The reserved conditions presented by the government include additional reductions in senior positions, restructuring of overseas offices, public disclosure of management at the level of public institutions, and strict management evaluations. In particular, improvement of inefficient organizational operations was emphasized. The FSS received instructions from the Ministry of Strategy and Finance's Public Institution Management Committee (PIMC) in 2019 to reduce senior positions (grade 3 and above) to about 35% within five years.


In 2019, 21 employees of grade 3 and above were reduced, and in 2020, 20 such employees were cut. Considering that the remaining number to be reduced is 100+ and the remaining period is three years, at least 30 employees of grade 3 and above must be reduced annually.


The FSS is also concerned about the effectiveness of self-help measures such as the additional selection of specialized supervisors.
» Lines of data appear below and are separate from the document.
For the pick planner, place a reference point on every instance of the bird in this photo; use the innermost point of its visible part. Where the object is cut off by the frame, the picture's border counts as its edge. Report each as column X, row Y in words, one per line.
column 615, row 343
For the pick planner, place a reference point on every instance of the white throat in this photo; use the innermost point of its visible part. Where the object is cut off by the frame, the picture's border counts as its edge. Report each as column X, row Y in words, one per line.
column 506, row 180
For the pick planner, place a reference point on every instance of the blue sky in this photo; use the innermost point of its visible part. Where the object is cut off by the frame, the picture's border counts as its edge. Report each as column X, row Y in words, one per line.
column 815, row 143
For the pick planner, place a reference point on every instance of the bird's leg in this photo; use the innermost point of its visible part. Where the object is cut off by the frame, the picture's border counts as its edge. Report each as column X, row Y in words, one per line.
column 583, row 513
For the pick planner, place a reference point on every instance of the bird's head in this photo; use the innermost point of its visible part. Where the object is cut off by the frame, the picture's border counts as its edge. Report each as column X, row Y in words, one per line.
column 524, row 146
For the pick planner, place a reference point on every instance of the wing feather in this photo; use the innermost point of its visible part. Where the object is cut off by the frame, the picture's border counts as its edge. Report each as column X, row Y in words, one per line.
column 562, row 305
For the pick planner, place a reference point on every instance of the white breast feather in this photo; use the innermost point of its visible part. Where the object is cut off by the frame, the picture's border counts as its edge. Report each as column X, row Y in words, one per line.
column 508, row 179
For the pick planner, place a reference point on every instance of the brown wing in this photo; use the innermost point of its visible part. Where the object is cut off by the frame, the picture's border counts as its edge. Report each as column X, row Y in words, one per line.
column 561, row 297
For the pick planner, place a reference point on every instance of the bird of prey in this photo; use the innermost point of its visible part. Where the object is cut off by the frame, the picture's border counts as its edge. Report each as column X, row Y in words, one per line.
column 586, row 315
Specialized supervisors are a system that allows experts to work in specific fields such as inspection, investigation, and audit until retirement age (60 years old). Although they can build expertise by designating their own specialized fields, they are excluded from rotational personnel assignments, and there is a precedent of failure when a related system was introduced in the past.


An FSS official expressed concern, saying, "The promotion bottleneck problem will become more serious." The FSS labor union worries about greater side effects. They argue that demanding collective responsibility is excessive. The union pointed out, "The FSS holds the CEO responsible for the incomplete sales of private equity funds by financial companies, but the government is holding all FSS employees responsible for the poor response to private equity fund failures."


If there was reckless management, responsibility must be clearly held and improvements made. However, this year's review of the FSS's public institution re-designation was mainly due to poor supervision of private equity funds. The reform plan demanded by the Ministry of Strategy and Finance lacks direct measures to resolve inadequate management and supervision. Will supervision be properly conducted if only the organization is reduced without any retreat? It is time to come up with efficient and effective reform measures rather than punitive actions against the institution supervising domestic financial companies.